Rezension

Stieg Larsson – Verblendung

Stieg Larsson - Verblendung

Klappentext

Was geschah mit Harriet Vanger? Während eines Familientreffens spurlos verschwunden, bleibt ihr Schicksal jahrzehntelang ungeklärt. Bis der Journalist Mikael Blomkvist und die Ermittlerin Lisbeth Salander recherchieren. Was sie zutage fördern, lässt alle Beteiligten wünschen, sie hätten sich nie mit diesem Fall beschäftigt.

An seinem 82. Geburtstag erhält der einflussreiche Industrielle Henrik Vanger per Post anonym ein Geschenk. Das Paket enthält eine gepresste Blüte hinter Glas, genau wie in den 43 Jahren zuvor. Vangers Lieblingsnichte Harriet hatte ihm 1958 zum ersten Mal dieses Geschenk gemacht, doch dann verschwand sie spurlos. Ihr Leichnam wurde nie gefunden. In einer letzten Anstrengung beschließt Vanger herauszufinden, was dem geliebten Mädchen tatsächlich zustieß. Er engagiert den Journalisten Mikael Blomkvist, der, getarnt als Biograf, bald auf erste Spuren stößt. Unterstützt wird er von der jungen Ermittlerin Lisbeth Salander, einem virtuosen Computergenie mit messerscharfem Verstand. Je tiefer Blomkvist und Salander in der Vangerschen Familiengeschichte graben, desto grauenvoller sind ihre Enthüllungen.

Meinung

Mit Mikael Blomkvist schafft Larsson zwei unverwechselbare Charaktere, die unterschiedlicher nicht sein könnten. Der ehrgeizige, vor allem bei Frauen beliebte Journalist Mikael Blomkvist und die ziemlich eigene Lisbeth Salander.

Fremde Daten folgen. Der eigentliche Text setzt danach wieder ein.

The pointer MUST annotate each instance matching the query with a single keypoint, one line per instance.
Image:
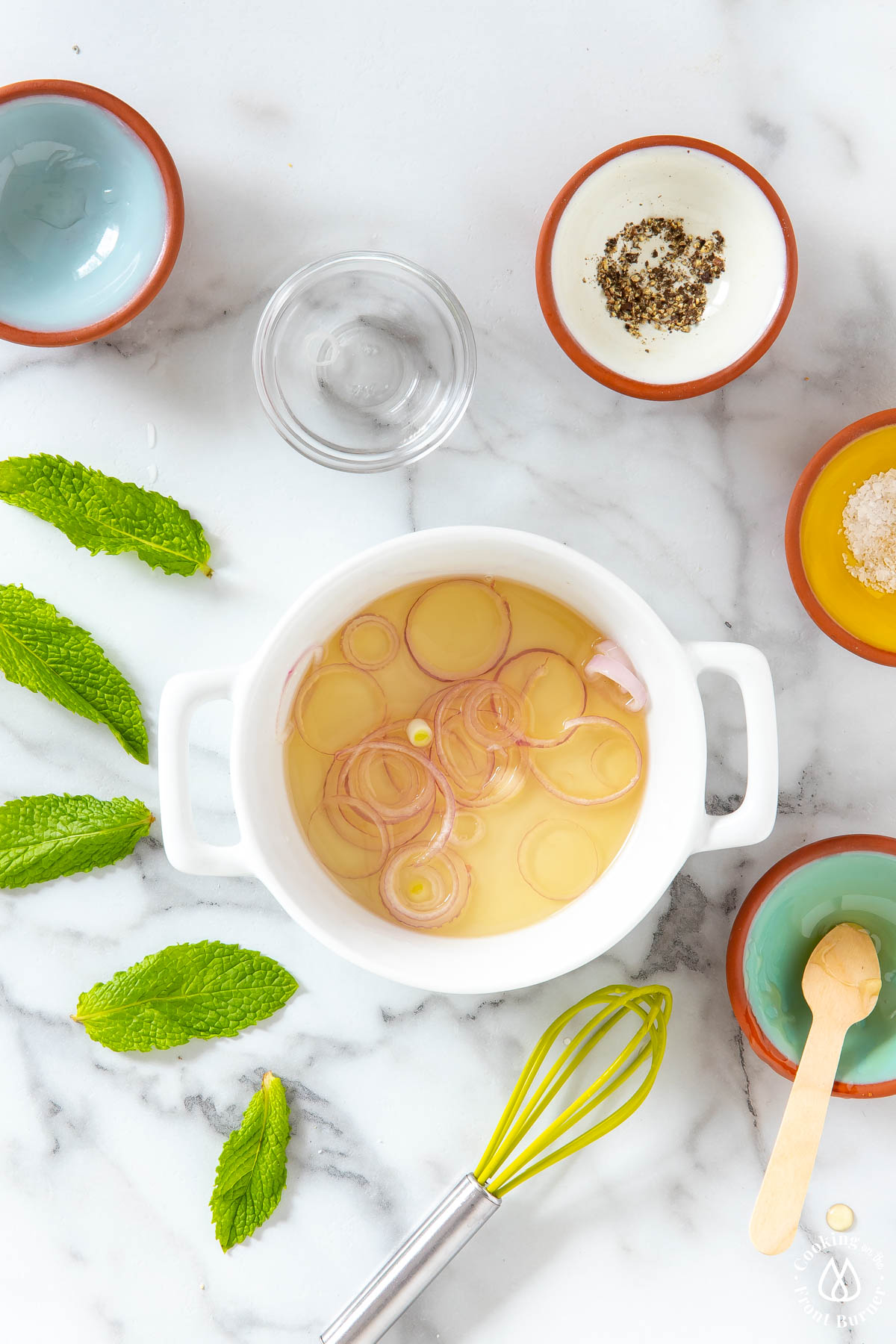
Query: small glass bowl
(364, 362)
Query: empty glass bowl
(364, 362)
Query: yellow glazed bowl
(856, 616)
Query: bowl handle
(180, 699)
(755, 818)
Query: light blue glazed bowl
(92, 213)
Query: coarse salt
(869, 526)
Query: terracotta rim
(173, 201)
(738, 944)
(632, 386)
(810, 473)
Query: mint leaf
(252, 1169)
(47, 653)
(55, 835)
(104, 514)
(190, 989)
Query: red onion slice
(610, 662)
(312, 658)
(422, 890)
(348, 640)
(438, 777)
(442, 656)
(558, 858)
(507, 712)
(524, 670)
(344, 695)
(375, 847)
(591, 721)
(480, 776)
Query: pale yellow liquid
(582, 840)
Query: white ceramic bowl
(707, 187)
(672, 823)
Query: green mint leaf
(47, 653)
(190, 989)
(55, 835)
(104, 514)
(252, 1169)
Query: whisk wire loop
(652, 1006)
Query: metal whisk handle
(414, 1265)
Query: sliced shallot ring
(378, 855)
(371, 690)
(312, 658)
(528, 739)
(401, 831)
(503, 768)
(441, 671)
(437, 913)
(579, 855)
(354, 626)
(582, 721)
(472, 706)
(610, 662)
(406, 804)
(441, 839)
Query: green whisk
(476, 1196)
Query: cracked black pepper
(656, 275)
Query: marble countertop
(441, 134)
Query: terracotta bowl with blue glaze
(92, 213)
(788, 913)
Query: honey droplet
(840, 1216)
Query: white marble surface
(442, 134)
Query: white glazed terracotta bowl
(671, 827)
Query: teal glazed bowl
(92, 213)
(847, 880)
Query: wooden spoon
(841, 984)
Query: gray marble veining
(442, 134)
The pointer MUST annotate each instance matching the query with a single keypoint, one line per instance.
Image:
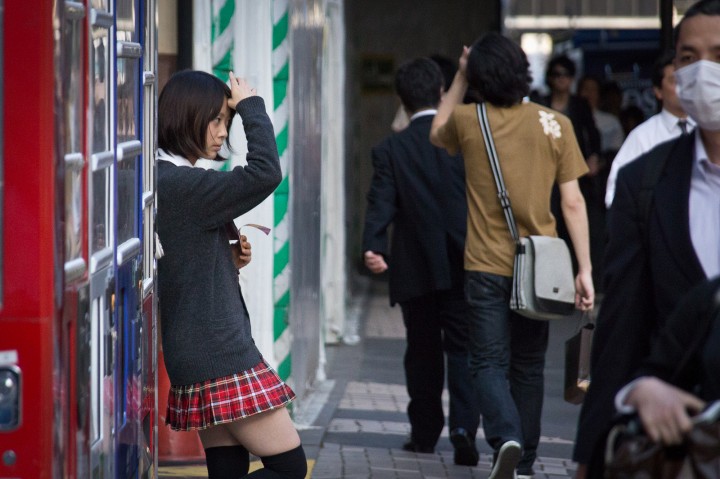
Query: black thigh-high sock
(286, 465)
(227, 462)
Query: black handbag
(577, 364)
(631, 454)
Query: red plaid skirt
(227, 399)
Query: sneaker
(508, 457)
(465, 452)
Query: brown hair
(187, 105)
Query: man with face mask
(658, 249)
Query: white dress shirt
(643, 138)
(705, 210)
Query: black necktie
(683, 126)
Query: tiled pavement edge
(359, 430)
(354, 423)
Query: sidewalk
(360, 422)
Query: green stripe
(225, 15)
(279, 91)
(280, 321)
(282, 140)
(285, 368)
(281, 259)
(281, 201)
(280, 30)
(222, 68)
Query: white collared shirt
(704, 211)
(646, 136)
(420, 113)
(177, 160)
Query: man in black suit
(664, 234)
(420, 190)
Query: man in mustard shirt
(536, 147)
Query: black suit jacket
(420, 190)
(683, 354)
(646, 275)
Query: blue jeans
(507, 358)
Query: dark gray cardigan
(204, 323)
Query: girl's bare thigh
(264, 434)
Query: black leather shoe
(412, 446)
(465, 452)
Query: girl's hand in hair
(462, 62)
(239, 90)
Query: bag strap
(497, 173)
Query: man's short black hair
(498, 70)
(703, 7)
(562, 61)
(447, 67)
(659, 67)
(418, 83)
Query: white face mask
(698, 88)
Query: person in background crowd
(220, 384)
(663, 239)
(507, 350)
(448, 69)
(664, 396)
(672, 121)
(419, 190)
(559, 76)
(630, 117)
(611, 132)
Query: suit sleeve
(624, 326)
(689, 322)
(381, 203)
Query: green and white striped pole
(222, 41)
(281, 270)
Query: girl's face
(217, 132)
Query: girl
(221, 385)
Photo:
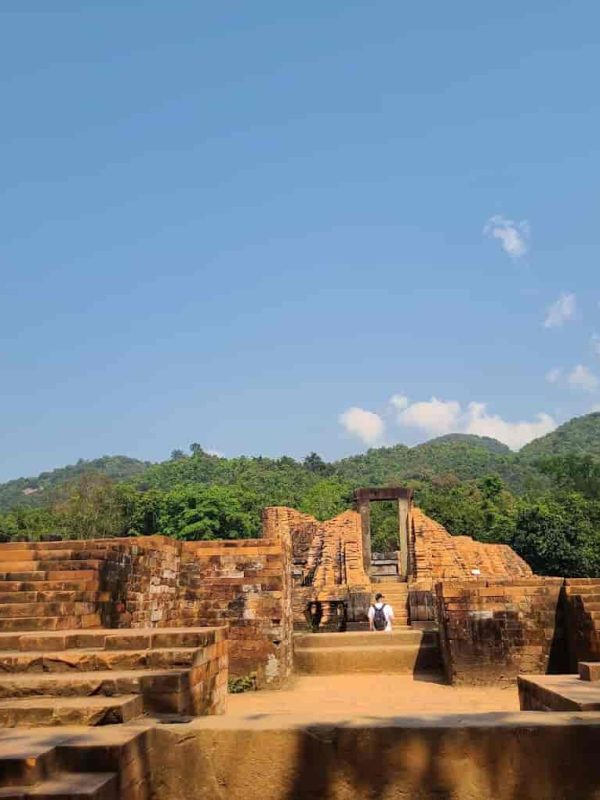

Ein herausragender skandinavischer Krimi. Spannende Story, erstklassige Charaktere. Wenn ein Krimi Pflichtlektüre ist, dann dieser.

Datum: 30. Mai 2008

5 Leserbriefe zu “Stieg Larsson – Verblendung”

  1. Ich fand den Krimi von Larsson absolut spannend und vor allem der Charakter von Lisbeth Salander ist extrem interessant, wie du bei deiner Meinung ja bereits erwähnt hast.
    Dennoch finde ich die Darstellung der Gewalt in diesem Werk ziemlich heftig und teilweise fast schon etwas übertrieben. Auch die Ausmasse, die der Rachefeldzug von Mikael gegen Wennerström am Ende annimmt, finde ich übertrieben. Dennoch ein absolut spannendes Werk!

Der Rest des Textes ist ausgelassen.